Publish date: Thu, 23 Mar 2023, 09:11 AM

PETALING JAYA: The government should review guidelines on dress code as it is a subjective matter that rests in the hands of security guards manning government premises, says the G25 group of eminent Malays.

The group said this was because it was left to their interpretation currently and some could turn into “Little Napoleons”, especially if they were conservative or extremist.

Citing how Western music groups visiting South-East Asia were now bypassing Kuala Lumpur, G25 said that music fans must now travel outside the country to places like Singapore, Bangkok and Jakarta to see their favourite stars.

"Entertainment companies have also become victims to the growing conservatism in the country.

"They have stopped promoting well-known foreign artistes in Malaysia because of recent cases where their permits were cancelled at the last minute, resulting in financial loss for the promoters.

"These are the kind of policies that can easily make foreigners and tourists worry about visiting Malaysia in case they run into difficulty with the modesty rules and regulations in the country.

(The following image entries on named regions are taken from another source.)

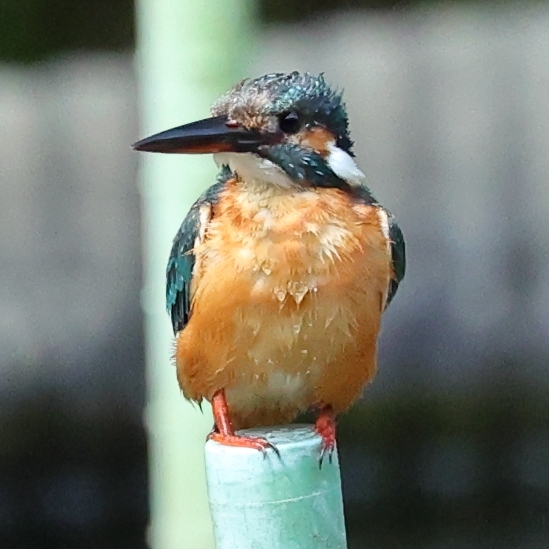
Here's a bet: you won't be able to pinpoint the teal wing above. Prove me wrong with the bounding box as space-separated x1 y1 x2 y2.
385 214 406 307
166 167 232 334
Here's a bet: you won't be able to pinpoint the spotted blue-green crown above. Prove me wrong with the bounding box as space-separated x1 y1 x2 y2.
212 71 352 152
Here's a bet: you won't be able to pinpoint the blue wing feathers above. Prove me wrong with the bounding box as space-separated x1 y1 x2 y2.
385 214 406 307
166 167 232 334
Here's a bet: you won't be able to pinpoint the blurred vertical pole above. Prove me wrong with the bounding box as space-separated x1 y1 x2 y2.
136 0 252 549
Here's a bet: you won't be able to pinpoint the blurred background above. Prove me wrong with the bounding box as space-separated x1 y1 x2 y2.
0 0 549 549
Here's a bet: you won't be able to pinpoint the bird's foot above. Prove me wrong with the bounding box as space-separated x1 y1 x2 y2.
315 406 336 468
208 389 280 457
208 432 280 457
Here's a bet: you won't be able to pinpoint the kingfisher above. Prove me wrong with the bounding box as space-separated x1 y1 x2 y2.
134 72 406 464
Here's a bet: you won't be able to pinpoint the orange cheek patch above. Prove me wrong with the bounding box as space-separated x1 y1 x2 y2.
301 128 335 157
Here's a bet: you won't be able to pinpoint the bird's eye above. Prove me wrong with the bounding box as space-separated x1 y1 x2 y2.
278 111 301 134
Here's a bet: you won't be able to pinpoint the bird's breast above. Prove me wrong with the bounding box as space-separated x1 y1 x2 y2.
176 180 390 424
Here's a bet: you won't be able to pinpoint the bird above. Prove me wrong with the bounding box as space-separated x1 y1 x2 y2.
133 71 406 464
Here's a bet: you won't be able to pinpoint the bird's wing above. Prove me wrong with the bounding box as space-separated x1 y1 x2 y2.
166 168 232 334
385 214 406 307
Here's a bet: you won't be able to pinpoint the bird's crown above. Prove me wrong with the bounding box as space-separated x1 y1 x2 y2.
211 71 352 152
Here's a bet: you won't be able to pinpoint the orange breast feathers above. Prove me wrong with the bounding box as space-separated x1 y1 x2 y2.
175 181 392 428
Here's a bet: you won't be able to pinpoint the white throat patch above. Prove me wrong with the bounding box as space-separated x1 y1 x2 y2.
326 141 366 187
214 153 296 188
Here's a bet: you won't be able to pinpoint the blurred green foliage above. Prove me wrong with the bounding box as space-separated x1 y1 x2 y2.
0 0 532 63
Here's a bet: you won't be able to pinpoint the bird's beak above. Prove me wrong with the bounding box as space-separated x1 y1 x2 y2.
133 115 275 154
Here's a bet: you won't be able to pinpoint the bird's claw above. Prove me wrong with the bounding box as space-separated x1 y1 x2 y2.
208 432 280 458
315 406 336 469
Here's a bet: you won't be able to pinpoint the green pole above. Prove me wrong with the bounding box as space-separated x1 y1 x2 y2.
206 425 347 549
135 0 251 549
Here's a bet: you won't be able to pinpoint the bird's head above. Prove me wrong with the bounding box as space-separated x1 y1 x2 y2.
134 72 364 187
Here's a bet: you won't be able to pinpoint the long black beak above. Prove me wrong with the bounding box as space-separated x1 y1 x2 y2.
133 115 276 154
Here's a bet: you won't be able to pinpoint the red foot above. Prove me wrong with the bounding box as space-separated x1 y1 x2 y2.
208 433 278 455
315 405 336 467
208 389 280 457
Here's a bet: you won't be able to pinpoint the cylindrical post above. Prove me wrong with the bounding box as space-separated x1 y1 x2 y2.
206 425 347 549
136 0 253 549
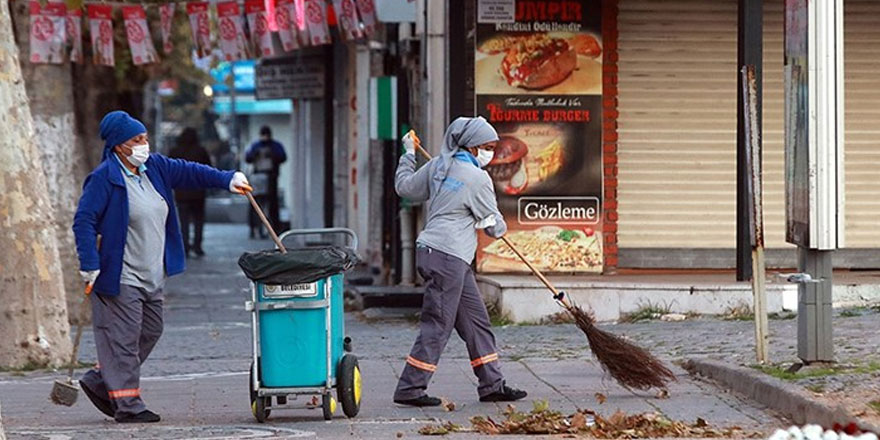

"If we want to make Malaysia part of the international community, we must learn to live with other cultures and values unless they pose a threat to law and order as well as the security of the country," the group said in a statement Wednesday (March 22).

It added that understanding differences in culture, religion and personal dress styles will go a long way in helping the government’s policy to attract foreign investments into the country.

The group said that expatriates will not only find Malaysia an attractive place to visit but also stay under the “Malaysia My Second Home” programme.

Promotional efforts will fail if foreigners feel Malaysia is not a tolerant and safe place for them to visit or do business especially when Malaysian companies are turning towards foreign markets, it added.

"In addressing local sensitivities on women's attire, we may go overboard.

"However, Health Minister Dr Zaliha Mustafa's recent assurance that government hospitals have been instructed not to turn away anyone for their attire is welcomed.

"We are pleased Dr Zaliha pointed out the policy very clearly to avoid more cases where guards on duty refuse entry to women seeking treatment," it said.

The group also welcomed Education Minister Fadhlina Sidek's statement on school canteens remaining open during the fasting month.

Separately, the G25 group was pleased with the announcement by Higher Education Minister Datuk Seri Khaled Nordin on the abolition of sections under the Universities and University Colleges Act 1971 (UUCA) that restricted the freedom of students and academics.

"Malaysia must remain an open society, one that embraces different religious and social values among the races to realise the full potential of our people.

"Let us make our diversity an asset in achieving peace and lasting prosperity for the people," it said.